We, as a global community, need courage. We need leaders who accept the reality of climate change, the threat it poses to our survival as a species and who will put the needs of humanity above their own selfish interests. We need leaders who will follow the advice of every major science organization in the world and put into place policies that will combat the causes of climate change. We need individuals who will demand that their elected officials act in such a way and who refuse to support leaders who do not. We need communities that will commit themselves to reducing their collective carbon footprint and to battling climate change at every turn. We need nations to end their addictions to fossil fuels and develop viable renewable energy sources and alternatives. This will take some sacrifice, but more than anything, it will take the courage to stand up for the future of our children.

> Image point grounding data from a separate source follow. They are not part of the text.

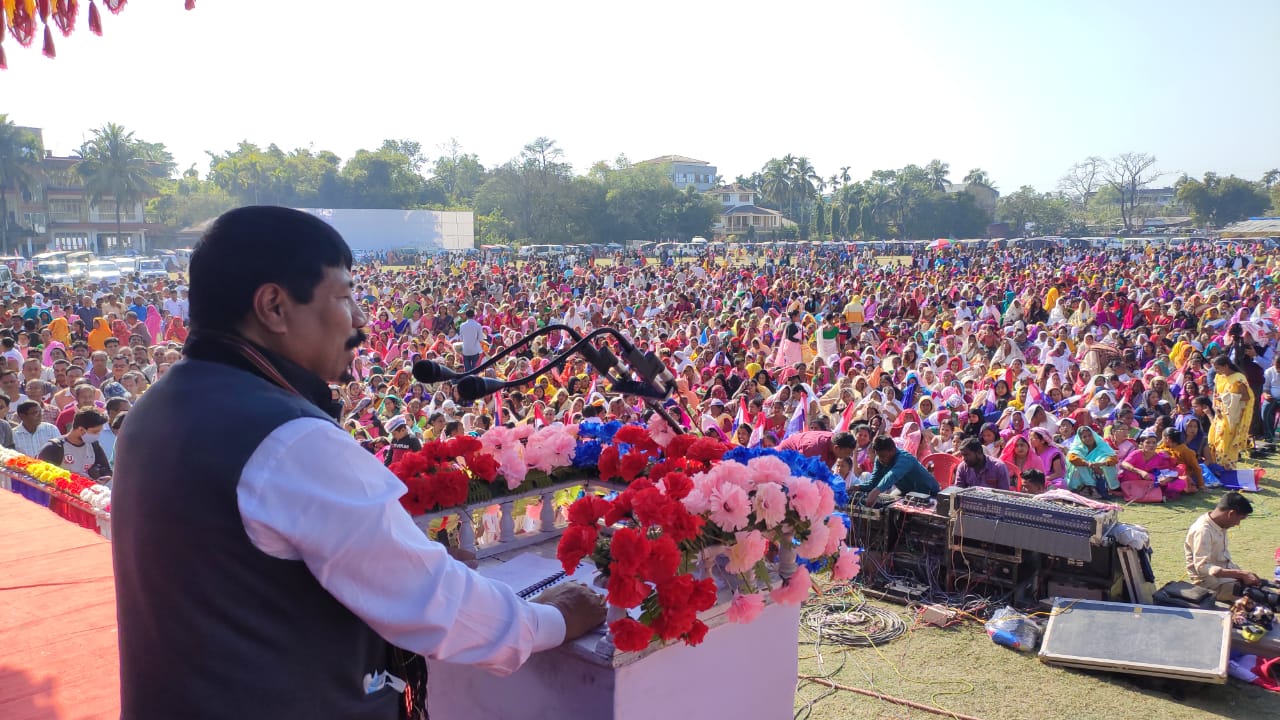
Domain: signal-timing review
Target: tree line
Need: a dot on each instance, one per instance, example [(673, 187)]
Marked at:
[(536, 197)]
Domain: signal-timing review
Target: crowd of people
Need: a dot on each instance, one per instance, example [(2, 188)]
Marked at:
[(1092, 370)]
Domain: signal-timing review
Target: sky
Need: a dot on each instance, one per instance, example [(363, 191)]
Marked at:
[(1019, 89)]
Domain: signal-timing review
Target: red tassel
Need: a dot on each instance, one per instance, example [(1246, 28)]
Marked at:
[(95, 21)]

One day the Climate Generation will tell their children, and grandchildren about the great battle of the early part of the 21st century. Their story won’t focus on the “War on Terror”. It won’t focus on countries fighting against each other over resources, territory or ideology. Their story will focus, instead, on the global community, working together to combat the causes and impacts of climate change. Their story will focus on how their parents, grandparents, aunts, uncles and mentors faced a threat greater than any generation before them, and what they did about it. One day the Climate Generation will tell their children and grandchildren why the world they live in is the way it is. It is up to all of us to decide what kind of world they will be describing. Will it be a world where our species is struggling to survive, or will it be a world where humanity faced the threat of climate change and won? It is time for us to ask ourselves, as a global community, what will be the legacy we leave to the Climate Generation?